Re: Incompleteness of Cantor's enumeration of the rational numbers (extra-ordinary)

On 12/12/24 9:25 AM, WM wrote:

On 12.12.2024 13:26, Richard Damon wrote:

On 12/12/24 4:12 AM, WM wrote:

 

Note, "inifinite" isn't a Natural Number,

 But a state,often dscribed byan infinite whole number.
 

or a Real Number, so NO segement, specified by values, can have an "infinte endsegment".

 Every infinite segment is an infinite segment and therefore has an infinite segment as subset. But if Cantor can apply all natural numbers as indices for his bijections, then all must leave the sequence of endsegments. Then the sequence (E(k)) must end up empty.

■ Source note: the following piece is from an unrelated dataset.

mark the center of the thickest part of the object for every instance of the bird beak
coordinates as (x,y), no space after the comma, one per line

And there must be a continuous staircase from E(k) to the empty set.
 Regards, WM
 

But a segment that is infinite in length is, by definiton, missing at least on end.
That end isn't "infinite", it doesn't have an end in that direction.
You might notionally call that end "infinity", but that isn't its end, and it would be an "open" end for that segment (as infinity isn't a finite number, so isn't an element of any segment of finite numbers).
So, all you are doing is showng that you don't understand what you are talking about, and just making up shit to try to sound like you do.
This just show why your logic has blown itself up into smithereens from its contradictions, since you can't follow the definitions of real math.
So, which bijection from Cantor are you talking about? Of are you working on a straw man that Cantor never talked about?